I kinda agree the swearing may not be a big deal, I swear myself, I just have never done it in the workplace. I did respond to another post on some things I have witnessed. It is during the day shift and so far it is to patients that are not able to speak.
Even as a student and when I was with my other preceptor, I have never thought to slap a patient. I didn't even know it was allowed, even for defence. I guess I will have to check my facility policy on this.
Techs do most of the physical stuff. There isn't that much compared to Med/Surg, ICU. Still, there is some. nurses do some of it.
I didn't think I should get into my personal reasons for not being able to sleep. Plus I did say I was up sick due to something I ate. But thanks for the input.
Do you have experience with making allegations of a colleague's patient abuse to a manager? I do, they were not gone and out of my life as soon as I made the allegations. In my case, the manager responded "No one has ever complained about the employee before" The manager told the employee what I alleged and listened to the employee's version of events and dismissed my concerns as unsubstantiated. At the time, I was a new employee and the offender was well known to the manager.
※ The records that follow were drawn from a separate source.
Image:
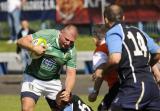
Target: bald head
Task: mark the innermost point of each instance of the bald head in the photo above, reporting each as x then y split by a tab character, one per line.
68	36
113	13
71	30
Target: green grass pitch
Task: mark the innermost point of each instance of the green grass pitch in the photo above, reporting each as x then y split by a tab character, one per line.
12	103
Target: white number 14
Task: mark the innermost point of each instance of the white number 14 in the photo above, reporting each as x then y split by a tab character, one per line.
140	47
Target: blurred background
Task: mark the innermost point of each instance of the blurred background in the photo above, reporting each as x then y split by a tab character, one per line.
85	14
44	14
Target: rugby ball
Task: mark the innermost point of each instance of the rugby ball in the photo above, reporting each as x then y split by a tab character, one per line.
38	41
In some workplace cultures, relationships and politics, "who you know", etc. trumps everything else. I worked in a dysfunctional facility where management routinely hired their relatives and friends. It was a mental health facility, where many of the patients were vulnerable. Some of the technicians were absolutely horrible and had no business working in such a place. However, their aunt / cousin/ niece was a bigwig, and these employees made sure to let everyone know just whom they were connected to. New employees who came in and "made waves" by reporting verbal abuse or patient mistreatment were terminated while still on probation. One female tech was reported by several of her colleagues for patient abuse, but guess what? Her boyfriend, and later, her fiancée, was the facility investigator. No one saw anything wrong with their totally inappropriate relationship. I can understand the OP feeling ambivalent about reporting her preceptor if he is friends with people in high places.
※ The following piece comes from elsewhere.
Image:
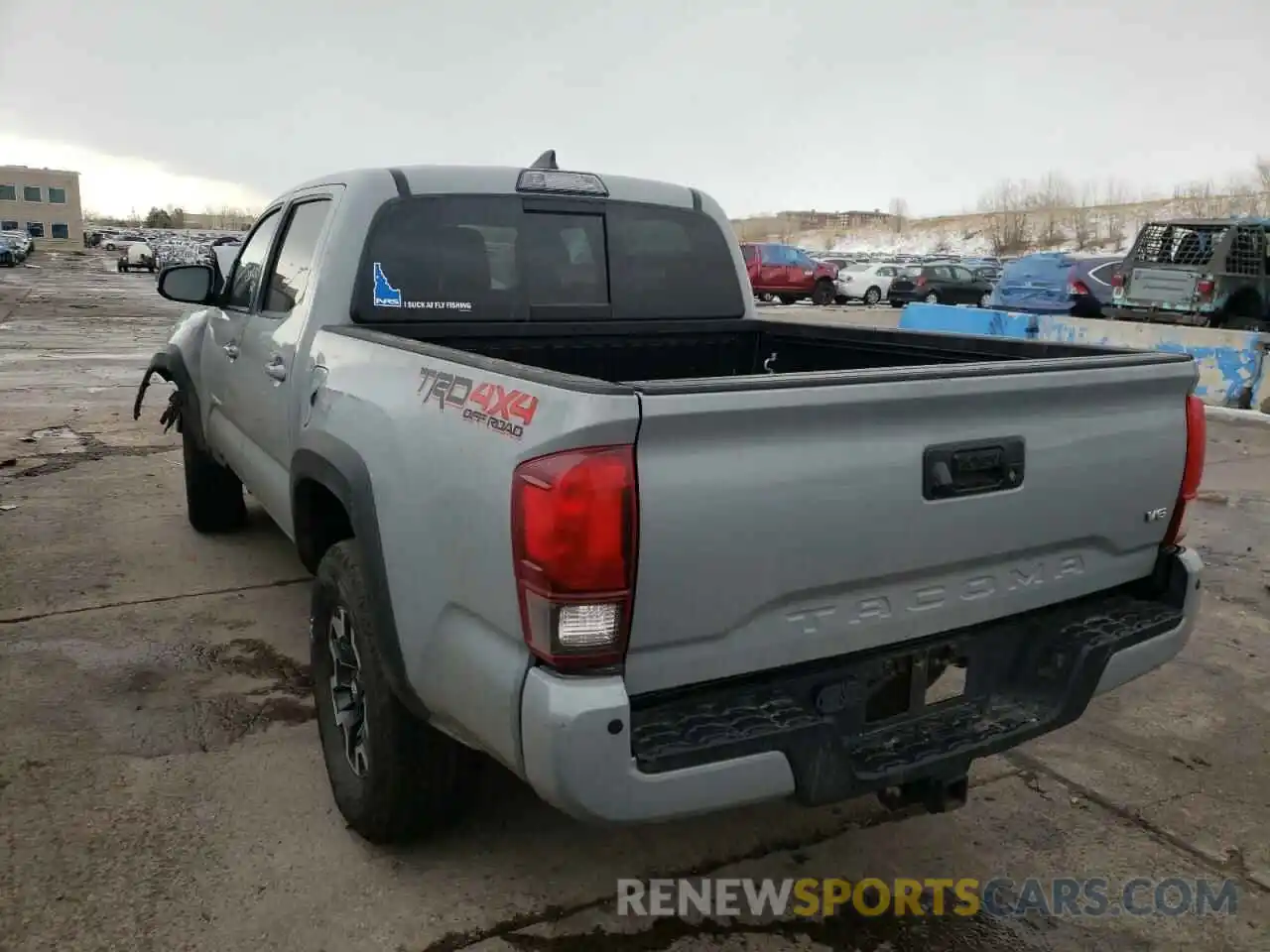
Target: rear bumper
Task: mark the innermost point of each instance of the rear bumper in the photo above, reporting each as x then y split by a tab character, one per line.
810	731
1153	315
I would but again he is friendly with the manager and has worked at the hospital for 4 years. I have only been here 2 months. It may seem silly to most on here but you guys are more likely secure in your jobs. I am brand new to nursing, brand new to the U.S, far away from home and I don't know anyone here. many would never understand my life and the struggles I've been through to understand why I'm so worried of losing my job. When I first made this post I was accused of exaggerating. The person does not know the whole story but yet still basically accused me of making things out worse than they are. Of course no one on here knows whether or not this is even true but it is true to me and it is an issue that bothers me.
It can play out that same way in the workplace, my manager may accuse me of exaggerating, lying or trying to start problems on the unit without any question.
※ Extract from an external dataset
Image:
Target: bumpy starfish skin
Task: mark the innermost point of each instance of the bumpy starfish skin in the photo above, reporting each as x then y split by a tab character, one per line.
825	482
I don't know where you guys work but if I called one of our doctors about a missing chair alarm I might be looking for a new job.
Next time, when you contact the doctor for order clarification, take a verbal order. Just charting that the MD said it's ok doesn't cover you like having an order does.
Apparently, you have scrutinized the HR attendance policy, your manager, your preceptor and the "not even magnet" facility. Try analyzing your own behavior, starting with why you can't get to work on time.